Le feu et la plume

Consécutive à la fin de la guerre froide, la professionnalisation des armées a aussi eu comme effet secondaire de distendre les liens traditionnels unissant les militaires et la nation. Considérée depuis la Révolution française comme le symbole de l’unité nationale, l’armée s’est vue progressivement reléguée au simple rang d’outil de coercition au service de l’État. Issus des forces vives du pays, porteurs de ses valeurs sociales et morales, les cadres de l’armée sont aujourd’hui à un tournant, à l’heure de la redéfinition du concept de défense. La question de leur formation, pas tant sur le plan technique qu’intellectuel d’ailleurs, se pose de manière accrue. Dans ce contexte, le cas suisse de la citoyenneté en armes (« Le citoyen, c’est celui qui porte un fusil. Les autres, ce sont des contribuables. » Lt col Alain Baeriswyl), où cohabitent savoir-faire professionnel et esprit de milice, constitue pour l’observateur un modèle intéressant à étudier.

Comment fabrique-t-on des chefs capables, au niveau tactique, de prendre les décisions qui s’imposent ? Pour le colonel (EMG) et penseur militaire Daniel Reichel (1925-1991), à qui un livre récemment paru rend hommage, c’est d’abord par l’étendue de sa culture, sa connaissance des classiques (Tacite, Salluste, Machiavel…) que l’officier de terrain se prépare à la gestion de crise*. De même que le feu nucléaire n’a pas mis fin à l’initiative tactique, aucune doctrine de guerre, aussi complète soit-elle, ne saurait dispenser l’officier de terrain de penser par ses propres moyens. Et penser est une activité qui s’apprend. « La réalité du champ de bataille est qu’on n’y étudie pas ; simplement on fait ce que l’on peut pour appliquer ce qu’on sait. Dès lors, pour y pouvoir un peu, il faut savoir beaucoup et bien. » Ces mots, tirés des Principes de la guerre du Maréchal Foch, Reichel, qui fut tour à tour directeur de la Bibliothèque militaire fédérale et fondateur du Centre d’Histoire et de Prospective Militaires, aurait pu les faire siens, comme il avait fait du précepte de Spinoza : « On ne remplace une passion que par une passion plus forte », sa devise personnelle.

L’époque est-elle au relâchement généralisé, à la transgression des valeurs fondatrices de nos sociétés ? (Il faut lire l’extrait d’Armée suisse : le véritable débat cité par JJ Langendorf dans son portrait !) Soldats et citoyens, soldats parce que citoyens, il appartient au corps des gradés de maintenir et transmettre ce que Reichel, disciple d’Alfred Weber, le sociologue et frère de Max Weber, nomme la « substance » du peuple.
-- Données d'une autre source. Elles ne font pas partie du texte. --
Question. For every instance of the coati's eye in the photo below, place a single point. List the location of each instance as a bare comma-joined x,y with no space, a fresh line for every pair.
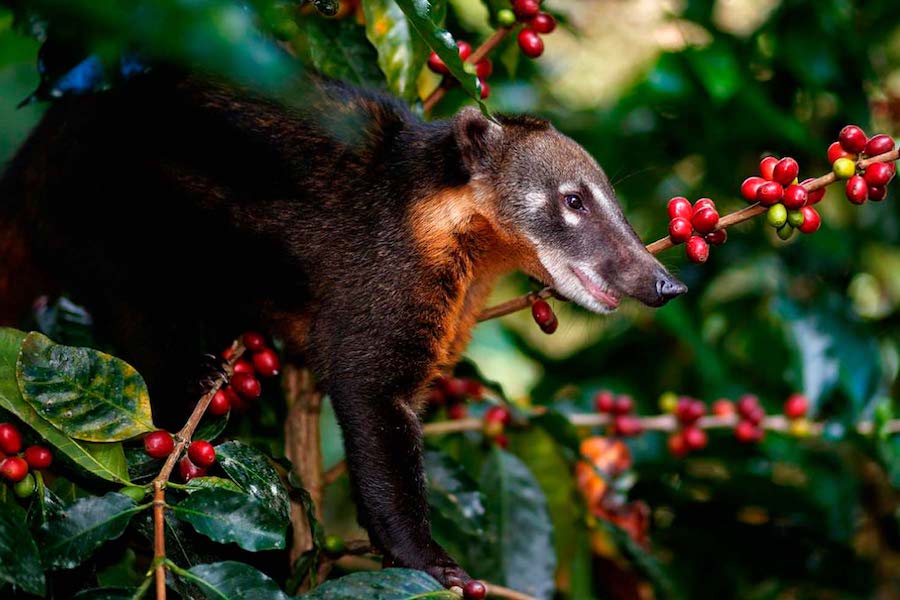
574,202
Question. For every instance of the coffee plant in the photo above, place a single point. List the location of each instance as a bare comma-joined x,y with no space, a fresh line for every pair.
742,442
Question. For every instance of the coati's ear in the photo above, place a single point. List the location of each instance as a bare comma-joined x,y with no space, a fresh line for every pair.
476,137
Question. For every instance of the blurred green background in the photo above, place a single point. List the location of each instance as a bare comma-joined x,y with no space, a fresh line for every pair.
672,98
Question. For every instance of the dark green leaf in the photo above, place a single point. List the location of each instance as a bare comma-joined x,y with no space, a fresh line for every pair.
103,460
20,564
225,516
87,394
231,580
251,470
389,584
522,558
70,537
422,17
401,51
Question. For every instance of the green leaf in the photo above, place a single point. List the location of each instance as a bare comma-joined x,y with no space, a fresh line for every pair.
339,49
231,580
422,17
389,584
103,460
520,523
401,51
70,537
225,516
87,394
20,564
251,470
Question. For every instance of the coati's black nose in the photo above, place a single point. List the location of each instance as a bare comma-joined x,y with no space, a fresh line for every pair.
668,287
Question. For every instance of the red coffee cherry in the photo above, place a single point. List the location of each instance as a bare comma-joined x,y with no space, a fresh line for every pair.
705,220
10,439
769,193
785,171
796,406
474,590
254,341
202,453
879,144
750,187
795,197
767,167
626,425
526,9
242,365
530,43
679,207
697,249
189,470
694,438
543,23
877,193
159,444
717,237
38,457
266,362
853,139
836,151
680,230
748,433
247,386
484,68
857,189
811,220
815,196
604,401
543,315
13,469
219,404
879,174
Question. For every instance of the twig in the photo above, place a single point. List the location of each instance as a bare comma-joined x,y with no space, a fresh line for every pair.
182,438
483,50
744,214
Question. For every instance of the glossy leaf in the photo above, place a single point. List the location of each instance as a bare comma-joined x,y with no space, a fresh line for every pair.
522,557
87,394
20,564
389,584
225,516
401,51
251,470
231,580
71,536
422,17
103,460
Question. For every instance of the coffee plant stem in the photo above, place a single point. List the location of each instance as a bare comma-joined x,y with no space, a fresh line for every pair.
483,50
744,214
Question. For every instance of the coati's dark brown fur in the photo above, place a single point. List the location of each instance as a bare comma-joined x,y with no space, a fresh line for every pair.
182,211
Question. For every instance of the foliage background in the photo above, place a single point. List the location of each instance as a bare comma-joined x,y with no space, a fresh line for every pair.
672,98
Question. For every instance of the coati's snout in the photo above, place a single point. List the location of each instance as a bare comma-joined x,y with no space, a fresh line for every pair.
552,193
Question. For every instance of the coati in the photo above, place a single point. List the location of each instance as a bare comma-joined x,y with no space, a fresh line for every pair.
182,210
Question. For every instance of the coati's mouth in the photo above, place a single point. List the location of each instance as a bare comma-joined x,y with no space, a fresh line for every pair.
600,291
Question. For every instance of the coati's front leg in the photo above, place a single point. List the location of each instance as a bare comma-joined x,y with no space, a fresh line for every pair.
372,391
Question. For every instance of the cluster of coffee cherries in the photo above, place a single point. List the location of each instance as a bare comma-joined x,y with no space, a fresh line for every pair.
536,23
621,408
483,68
695,226
15,464
870,183
790,203
200,455
244,385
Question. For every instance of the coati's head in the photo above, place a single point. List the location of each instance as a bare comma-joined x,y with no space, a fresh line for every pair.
550,192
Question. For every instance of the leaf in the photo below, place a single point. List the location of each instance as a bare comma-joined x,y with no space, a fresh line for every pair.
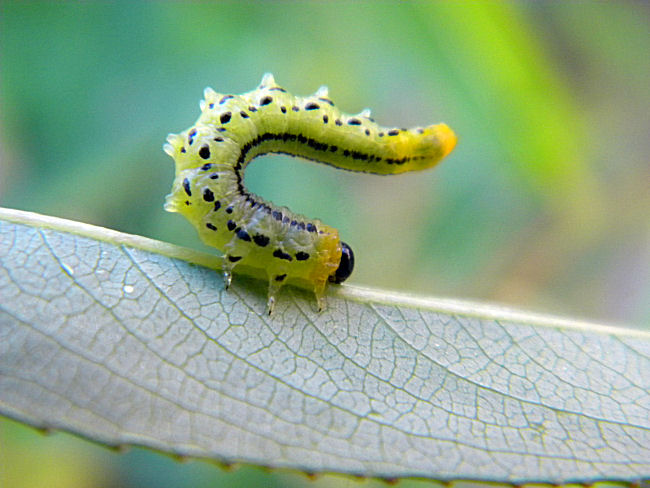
118,339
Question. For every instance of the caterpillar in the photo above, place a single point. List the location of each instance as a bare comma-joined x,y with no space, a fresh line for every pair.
232,130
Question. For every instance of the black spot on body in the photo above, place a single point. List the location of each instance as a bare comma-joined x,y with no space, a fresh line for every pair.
204,152
208,196
280,254
243,235
261,240
346,265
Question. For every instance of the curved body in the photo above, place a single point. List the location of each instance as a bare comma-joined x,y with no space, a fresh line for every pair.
232,130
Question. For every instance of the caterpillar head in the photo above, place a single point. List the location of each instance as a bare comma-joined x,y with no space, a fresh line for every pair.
346,265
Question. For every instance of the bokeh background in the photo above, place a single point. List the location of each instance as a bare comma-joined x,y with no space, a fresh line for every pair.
544,205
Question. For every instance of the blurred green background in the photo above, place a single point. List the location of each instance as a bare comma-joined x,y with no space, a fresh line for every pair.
544,205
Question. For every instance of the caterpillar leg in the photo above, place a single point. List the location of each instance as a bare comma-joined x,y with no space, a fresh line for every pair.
275,284
229,262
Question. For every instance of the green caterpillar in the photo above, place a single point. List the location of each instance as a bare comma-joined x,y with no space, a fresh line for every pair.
232,130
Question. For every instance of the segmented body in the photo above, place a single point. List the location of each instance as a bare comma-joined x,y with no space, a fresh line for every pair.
232,130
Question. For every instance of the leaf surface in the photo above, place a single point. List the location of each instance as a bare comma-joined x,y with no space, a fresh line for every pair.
120,339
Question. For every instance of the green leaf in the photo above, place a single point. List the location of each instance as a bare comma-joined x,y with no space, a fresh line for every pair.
119,339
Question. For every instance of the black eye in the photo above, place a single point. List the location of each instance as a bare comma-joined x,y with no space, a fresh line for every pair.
346,265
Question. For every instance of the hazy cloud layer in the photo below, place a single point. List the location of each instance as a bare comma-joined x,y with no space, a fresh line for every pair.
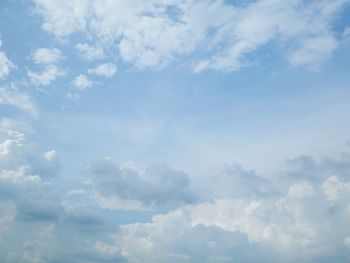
152,34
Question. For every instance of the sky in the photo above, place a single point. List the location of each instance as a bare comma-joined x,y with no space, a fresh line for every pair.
172,131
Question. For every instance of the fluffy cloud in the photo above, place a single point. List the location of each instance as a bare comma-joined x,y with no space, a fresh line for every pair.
49,59
5,64
107,70
89,52
47,56
152,187
281,229
82,82
221,35
11,95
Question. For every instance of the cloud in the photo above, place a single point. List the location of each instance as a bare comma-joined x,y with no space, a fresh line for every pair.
49,59
89,52
82,82
281,229
220,35
45,77
11,95
47,56
152,187
107,70
5,64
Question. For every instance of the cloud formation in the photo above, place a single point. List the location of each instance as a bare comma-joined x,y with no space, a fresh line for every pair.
5,64
106,70
152,34
48,58
152,187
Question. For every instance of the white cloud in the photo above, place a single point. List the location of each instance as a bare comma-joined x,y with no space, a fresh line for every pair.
45,77
11,95
46,56
82,82
49,59
152,187
89,52
5,64
107,70
301,190
151,34
346,32
72,96
240,230
347,242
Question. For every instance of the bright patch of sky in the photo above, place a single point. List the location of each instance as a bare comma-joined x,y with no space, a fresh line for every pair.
174,131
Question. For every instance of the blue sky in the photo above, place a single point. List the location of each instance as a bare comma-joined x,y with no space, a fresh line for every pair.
174,131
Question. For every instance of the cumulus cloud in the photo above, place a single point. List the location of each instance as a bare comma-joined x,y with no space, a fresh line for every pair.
48,58
151,187
281,229
107,70
152,34
11,95
89,52
82,82
5,64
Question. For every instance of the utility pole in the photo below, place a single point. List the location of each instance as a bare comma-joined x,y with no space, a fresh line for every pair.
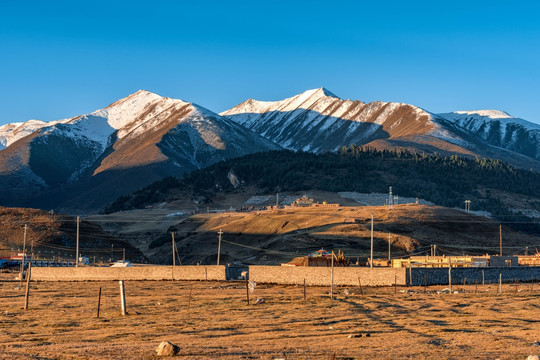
24,254
389,244
174,259
219,244
500,237
77,246
371,256
332,278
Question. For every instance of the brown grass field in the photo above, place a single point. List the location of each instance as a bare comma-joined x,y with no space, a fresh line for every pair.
214,322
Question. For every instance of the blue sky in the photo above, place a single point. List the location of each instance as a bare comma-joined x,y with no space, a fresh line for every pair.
64,58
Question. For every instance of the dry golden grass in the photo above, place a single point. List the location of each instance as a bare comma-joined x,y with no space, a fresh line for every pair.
217,323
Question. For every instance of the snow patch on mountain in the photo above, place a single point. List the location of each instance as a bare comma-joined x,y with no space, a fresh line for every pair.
9,133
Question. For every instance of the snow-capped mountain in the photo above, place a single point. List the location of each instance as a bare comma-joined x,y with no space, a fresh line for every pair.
115,150
317,120
498,128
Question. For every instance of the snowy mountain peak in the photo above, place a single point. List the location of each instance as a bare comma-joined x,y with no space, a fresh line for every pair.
320,92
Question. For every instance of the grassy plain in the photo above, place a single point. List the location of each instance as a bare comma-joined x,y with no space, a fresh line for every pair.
214,322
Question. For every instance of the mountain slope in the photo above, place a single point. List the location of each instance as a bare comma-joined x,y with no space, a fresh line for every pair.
500,129
86,161
317,120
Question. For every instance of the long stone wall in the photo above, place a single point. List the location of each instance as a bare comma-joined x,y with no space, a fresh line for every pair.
439,276
321,276
129,273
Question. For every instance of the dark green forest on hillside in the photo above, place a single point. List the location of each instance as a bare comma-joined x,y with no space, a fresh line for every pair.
446,181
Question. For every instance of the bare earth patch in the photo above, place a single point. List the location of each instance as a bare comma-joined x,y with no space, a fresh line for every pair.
216,323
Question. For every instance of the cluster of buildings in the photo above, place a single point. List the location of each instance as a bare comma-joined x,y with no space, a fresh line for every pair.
463,261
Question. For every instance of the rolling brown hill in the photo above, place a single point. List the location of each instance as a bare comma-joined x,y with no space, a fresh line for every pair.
272,237
51,236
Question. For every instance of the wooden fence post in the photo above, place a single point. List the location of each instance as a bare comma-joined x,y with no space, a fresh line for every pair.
99,301
247,291
122,297
27,293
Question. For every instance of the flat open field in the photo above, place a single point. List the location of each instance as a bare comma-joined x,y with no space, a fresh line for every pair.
215,322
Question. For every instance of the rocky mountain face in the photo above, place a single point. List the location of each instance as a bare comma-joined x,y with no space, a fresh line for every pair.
84,162
500,129
318,120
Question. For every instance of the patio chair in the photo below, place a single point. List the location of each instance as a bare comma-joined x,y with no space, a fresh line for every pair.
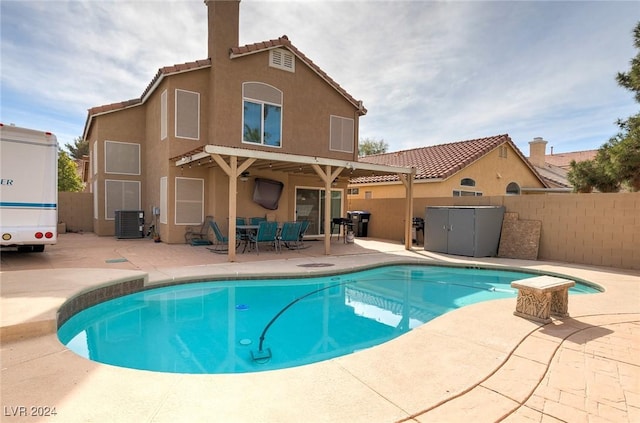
198,235
290,235
241,235
267,233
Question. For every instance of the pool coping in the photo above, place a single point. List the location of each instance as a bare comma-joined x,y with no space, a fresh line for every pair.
391,382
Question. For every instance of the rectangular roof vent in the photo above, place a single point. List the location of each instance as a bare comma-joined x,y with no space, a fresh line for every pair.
282,59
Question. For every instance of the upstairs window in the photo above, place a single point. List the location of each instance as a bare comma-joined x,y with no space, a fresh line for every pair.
463,193
121,158
342,134
467,182
282,59
187,114
261,114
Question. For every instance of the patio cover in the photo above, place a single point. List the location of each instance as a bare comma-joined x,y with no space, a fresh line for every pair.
234,161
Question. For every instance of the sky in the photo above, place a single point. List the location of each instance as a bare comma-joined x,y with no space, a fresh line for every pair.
428,72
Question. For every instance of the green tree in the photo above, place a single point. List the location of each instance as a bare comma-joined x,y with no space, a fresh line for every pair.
369,146
618,161
589,174
68,178
79,148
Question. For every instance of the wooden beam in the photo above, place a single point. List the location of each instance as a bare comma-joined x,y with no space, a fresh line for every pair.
233,205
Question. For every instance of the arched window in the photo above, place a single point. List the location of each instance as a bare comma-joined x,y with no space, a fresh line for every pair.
513,189
467,182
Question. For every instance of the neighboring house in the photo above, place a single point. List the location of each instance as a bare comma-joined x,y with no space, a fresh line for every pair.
484,166
554,167
203,133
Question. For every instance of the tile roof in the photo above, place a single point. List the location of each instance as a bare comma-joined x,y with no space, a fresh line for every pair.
285,43
554,175
438,161
564,159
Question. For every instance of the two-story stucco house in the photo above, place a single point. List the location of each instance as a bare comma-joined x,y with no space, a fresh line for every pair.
203,133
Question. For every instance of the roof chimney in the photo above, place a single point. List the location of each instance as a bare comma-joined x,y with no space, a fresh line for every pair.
224,24
537,151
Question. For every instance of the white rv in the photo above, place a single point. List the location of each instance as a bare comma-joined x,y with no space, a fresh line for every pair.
28,188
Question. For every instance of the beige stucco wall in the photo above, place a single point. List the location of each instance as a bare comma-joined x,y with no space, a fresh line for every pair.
129,127
75,210
491,172
593,229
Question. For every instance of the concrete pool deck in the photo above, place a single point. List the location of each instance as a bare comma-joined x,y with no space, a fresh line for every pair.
478,363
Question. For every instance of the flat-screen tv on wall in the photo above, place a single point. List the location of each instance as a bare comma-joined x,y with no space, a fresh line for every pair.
267,193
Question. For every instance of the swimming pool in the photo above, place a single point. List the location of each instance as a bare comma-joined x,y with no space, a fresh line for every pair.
255,325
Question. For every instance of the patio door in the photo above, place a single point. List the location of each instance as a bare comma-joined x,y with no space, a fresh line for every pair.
310,204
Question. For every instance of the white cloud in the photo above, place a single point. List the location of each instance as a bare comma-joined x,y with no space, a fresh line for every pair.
428,72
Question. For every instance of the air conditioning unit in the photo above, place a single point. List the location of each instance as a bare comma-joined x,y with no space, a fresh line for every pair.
129,224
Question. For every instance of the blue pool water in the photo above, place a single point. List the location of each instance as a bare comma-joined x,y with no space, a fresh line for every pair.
256,325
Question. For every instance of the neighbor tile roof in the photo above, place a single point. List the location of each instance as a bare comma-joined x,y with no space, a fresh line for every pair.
285,43
564,159
438,161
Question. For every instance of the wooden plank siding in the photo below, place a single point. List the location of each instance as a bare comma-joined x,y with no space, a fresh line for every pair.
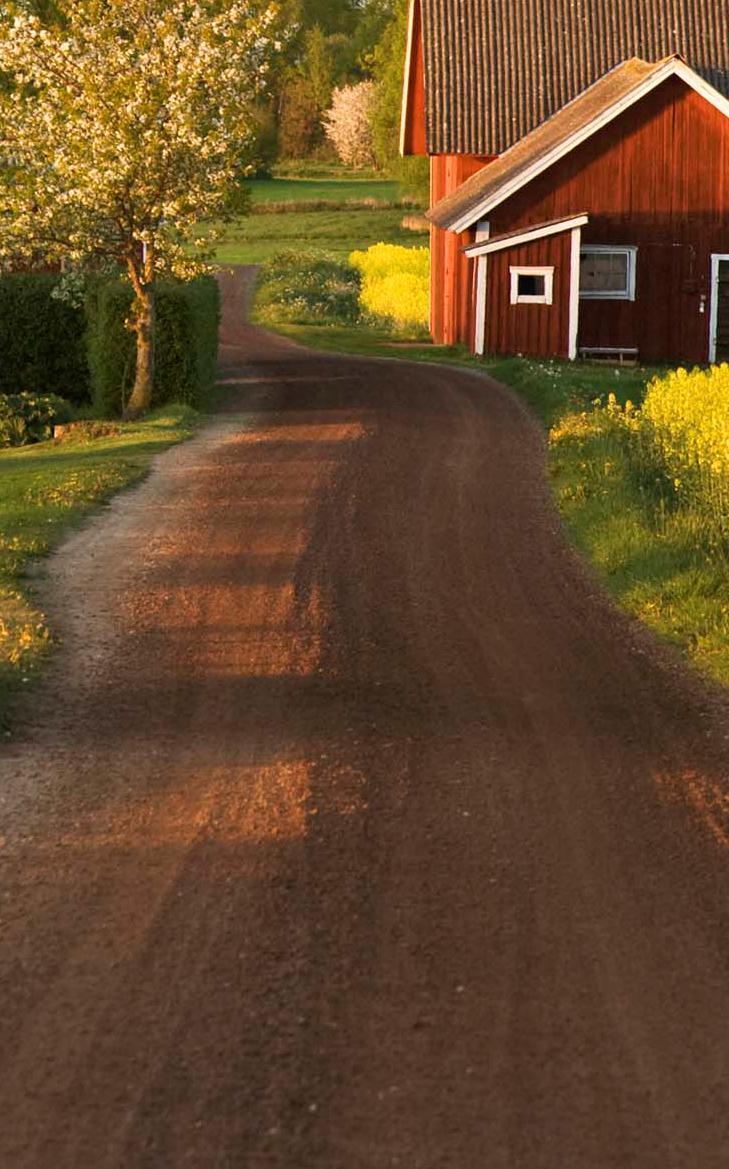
451,274
532,330
657,178
414,135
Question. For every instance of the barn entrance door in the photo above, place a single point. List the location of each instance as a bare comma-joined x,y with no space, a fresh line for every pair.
719,340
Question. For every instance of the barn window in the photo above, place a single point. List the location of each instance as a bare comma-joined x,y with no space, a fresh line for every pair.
608,274
532,285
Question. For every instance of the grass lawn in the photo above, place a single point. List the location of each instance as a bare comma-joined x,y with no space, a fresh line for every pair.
257,237
661,565
44,491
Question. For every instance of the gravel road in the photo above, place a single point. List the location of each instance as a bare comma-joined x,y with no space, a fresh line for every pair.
352,827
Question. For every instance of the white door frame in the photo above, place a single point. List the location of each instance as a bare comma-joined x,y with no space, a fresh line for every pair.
483,230
716,260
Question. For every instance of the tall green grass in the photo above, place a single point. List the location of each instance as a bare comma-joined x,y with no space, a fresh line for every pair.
44,491
644,496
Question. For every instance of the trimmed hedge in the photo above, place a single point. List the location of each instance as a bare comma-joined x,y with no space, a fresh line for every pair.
41,339
186,355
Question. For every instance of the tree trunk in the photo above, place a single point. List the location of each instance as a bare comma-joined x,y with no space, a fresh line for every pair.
143,324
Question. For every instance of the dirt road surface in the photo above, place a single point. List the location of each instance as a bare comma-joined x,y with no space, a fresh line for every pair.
352,827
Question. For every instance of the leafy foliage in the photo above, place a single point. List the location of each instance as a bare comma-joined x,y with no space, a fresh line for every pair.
348,124
187,322
41,339
306,288
125,124
27,419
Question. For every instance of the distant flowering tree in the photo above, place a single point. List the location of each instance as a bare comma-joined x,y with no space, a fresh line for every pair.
348,124
124,125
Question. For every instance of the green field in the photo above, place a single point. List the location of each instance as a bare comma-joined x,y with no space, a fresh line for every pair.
327,189
338,233
44,491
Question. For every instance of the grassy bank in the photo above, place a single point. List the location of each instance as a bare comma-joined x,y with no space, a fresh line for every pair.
44,491
660,558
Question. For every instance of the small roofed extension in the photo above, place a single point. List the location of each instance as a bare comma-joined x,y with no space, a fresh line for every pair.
643,156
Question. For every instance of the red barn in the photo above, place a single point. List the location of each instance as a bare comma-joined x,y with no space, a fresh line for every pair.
491,84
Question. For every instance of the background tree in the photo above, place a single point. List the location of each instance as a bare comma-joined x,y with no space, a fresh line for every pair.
127,123
332,47
348,123
388,62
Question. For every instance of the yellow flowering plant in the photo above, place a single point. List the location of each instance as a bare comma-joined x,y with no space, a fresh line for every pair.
395,283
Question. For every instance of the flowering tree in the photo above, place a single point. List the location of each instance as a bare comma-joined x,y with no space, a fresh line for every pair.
348,124
126,124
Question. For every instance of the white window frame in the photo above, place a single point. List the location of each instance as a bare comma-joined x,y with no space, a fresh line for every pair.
520,270
629,250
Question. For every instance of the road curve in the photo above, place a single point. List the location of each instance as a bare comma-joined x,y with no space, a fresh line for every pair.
352,827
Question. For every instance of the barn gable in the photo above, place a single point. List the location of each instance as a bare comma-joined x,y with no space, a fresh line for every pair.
609,98
483,74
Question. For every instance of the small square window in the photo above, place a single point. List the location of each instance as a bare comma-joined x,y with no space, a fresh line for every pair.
529,285
608,274
532,285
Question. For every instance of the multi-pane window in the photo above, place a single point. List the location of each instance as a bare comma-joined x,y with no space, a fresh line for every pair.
608,274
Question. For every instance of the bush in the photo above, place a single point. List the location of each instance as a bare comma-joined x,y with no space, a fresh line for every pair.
41,339
186,355
26,419
307,289
395,284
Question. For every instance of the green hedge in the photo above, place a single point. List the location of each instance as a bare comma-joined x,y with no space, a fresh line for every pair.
186,357
41,339
27,419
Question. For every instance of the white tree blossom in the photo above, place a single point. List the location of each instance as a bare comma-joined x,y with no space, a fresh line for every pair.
348,124
124,126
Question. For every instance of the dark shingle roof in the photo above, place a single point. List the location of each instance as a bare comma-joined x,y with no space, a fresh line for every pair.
487,185
495,69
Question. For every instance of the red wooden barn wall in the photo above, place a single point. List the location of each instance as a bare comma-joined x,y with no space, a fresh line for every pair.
536,330
451,274
414,138
658,177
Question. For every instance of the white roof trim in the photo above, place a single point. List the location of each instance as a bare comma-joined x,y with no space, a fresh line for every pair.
409,52
672,68
526,236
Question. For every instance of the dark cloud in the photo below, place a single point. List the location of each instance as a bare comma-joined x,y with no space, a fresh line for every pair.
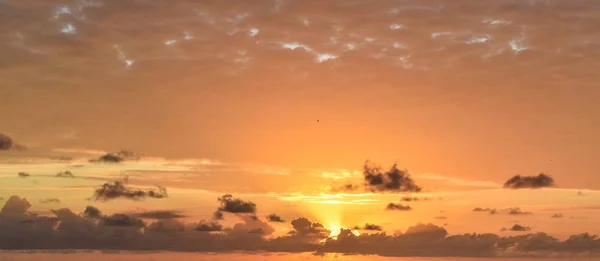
49,200
159,214
204,226
65,174
117,189
532,182
275,218
492,211
372,227
117,157
6,142
122,220
92,212
235,205
20,230
517,228
398,207
304,227
392,180
518,211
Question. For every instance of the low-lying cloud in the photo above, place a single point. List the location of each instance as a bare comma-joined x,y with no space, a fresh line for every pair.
20,229
376,179
275,218
117,189
529,182
398,207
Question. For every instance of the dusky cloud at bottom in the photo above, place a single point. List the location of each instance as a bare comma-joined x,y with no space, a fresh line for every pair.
20,229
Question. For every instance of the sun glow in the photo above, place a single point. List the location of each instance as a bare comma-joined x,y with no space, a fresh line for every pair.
336,230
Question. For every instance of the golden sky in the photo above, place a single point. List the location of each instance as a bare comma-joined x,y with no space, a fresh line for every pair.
280,103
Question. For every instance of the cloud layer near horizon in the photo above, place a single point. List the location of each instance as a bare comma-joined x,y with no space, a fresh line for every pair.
20,229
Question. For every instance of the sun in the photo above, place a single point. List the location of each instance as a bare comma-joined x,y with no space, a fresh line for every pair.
335,231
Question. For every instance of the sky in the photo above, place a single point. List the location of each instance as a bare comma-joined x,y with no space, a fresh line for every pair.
157,109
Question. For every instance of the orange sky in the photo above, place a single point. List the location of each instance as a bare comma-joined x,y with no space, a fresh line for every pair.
282,103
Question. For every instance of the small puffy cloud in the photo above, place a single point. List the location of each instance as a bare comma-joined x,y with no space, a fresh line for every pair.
517,228
235,205
204,226
392,180
253,226
117,157
159,214
49,200
15,207
117,189
492,211
529,182
122,220
304,227
65,174
518,211
398,207
275,218
6,142
372,227
92,212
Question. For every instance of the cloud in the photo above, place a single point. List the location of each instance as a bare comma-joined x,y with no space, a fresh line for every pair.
376,179
275,218
235,205
116,157
92,212
6,142
531,182
372,227
398,207
20,229
518,211
122,220
204,226
49,200
517,228
304,227
65,174
117,189
489,210
159,214
395,180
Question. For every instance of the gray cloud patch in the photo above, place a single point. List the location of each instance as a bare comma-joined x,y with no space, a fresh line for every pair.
517,228
372,227
518,211
204,226
65,174
6,142
117,189
116,157
20,229
275,218
159,214
531,182
92,212
49,200
398,207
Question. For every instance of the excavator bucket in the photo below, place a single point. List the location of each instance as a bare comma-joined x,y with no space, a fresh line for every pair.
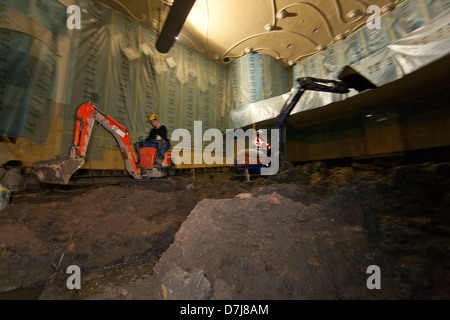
58,170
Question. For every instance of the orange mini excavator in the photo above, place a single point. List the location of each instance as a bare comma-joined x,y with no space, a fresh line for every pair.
147,163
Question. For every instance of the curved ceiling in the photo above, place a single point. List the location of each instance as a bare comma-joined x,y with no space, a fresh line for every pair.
290,31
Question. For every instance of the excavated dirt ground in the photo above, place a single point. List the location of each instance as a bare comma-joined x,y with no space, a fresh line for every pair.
309,232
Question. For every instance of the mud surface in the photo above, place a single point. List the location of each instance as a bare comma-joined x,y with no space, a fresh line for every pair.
309,232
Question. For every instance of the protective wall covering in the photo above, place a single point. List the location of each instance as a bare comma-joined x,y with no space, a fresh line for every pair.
411,36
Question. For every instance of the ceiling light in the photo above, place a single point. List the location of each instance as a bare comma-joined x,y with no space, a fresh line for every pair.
339,37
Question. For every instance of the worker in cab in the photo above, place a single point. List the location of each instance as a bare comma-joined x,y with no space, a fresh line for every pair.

Notion complexe et variable (De quoi parle-t-on ? Des langues ? Des ethnies ? De la Constitution ?), mais que Reichel identifie en dernier ressort à la volonté qu’a chaque nation de se défendre.

On ne sera pas surpris de découvrir à travers ces pages un Daniel Reichel « monarchiste anarchiste démocrate » plus inspiré par l’armée bourguignonne et les régiments suisses à l’étranger que par le système de milice institué par la Constitution fédérale de 1874.

Un autre enseignement de ce livre étant qu’en histoire militaire, on apprend autant sinon plus de l’étude des vaincus que de celle des vainqueurs.

Le Centre d’Histoire et de Prospective Militaires (CHPM) diffuse la plupart des écrits de D. Reichel (Le Feu I, II & III, La manœuvre et l’incertitude…).

L. Schang

 Article précédemment paru dans La Voie Stratégique magazine n°1

* Quitte aussi parfois, selon cette méthode, à enjoliver l’adversaire : mesurer Saddam Hussein en 1990 à l’aune des Assyriens par exemple.

J.-J. Langendorf, Ch. Bühlmann, A. Vuitel, Le feu et la plume. Hommage à Daniel Reichel, Bière, Cabédita, collection CHPM, 122 p.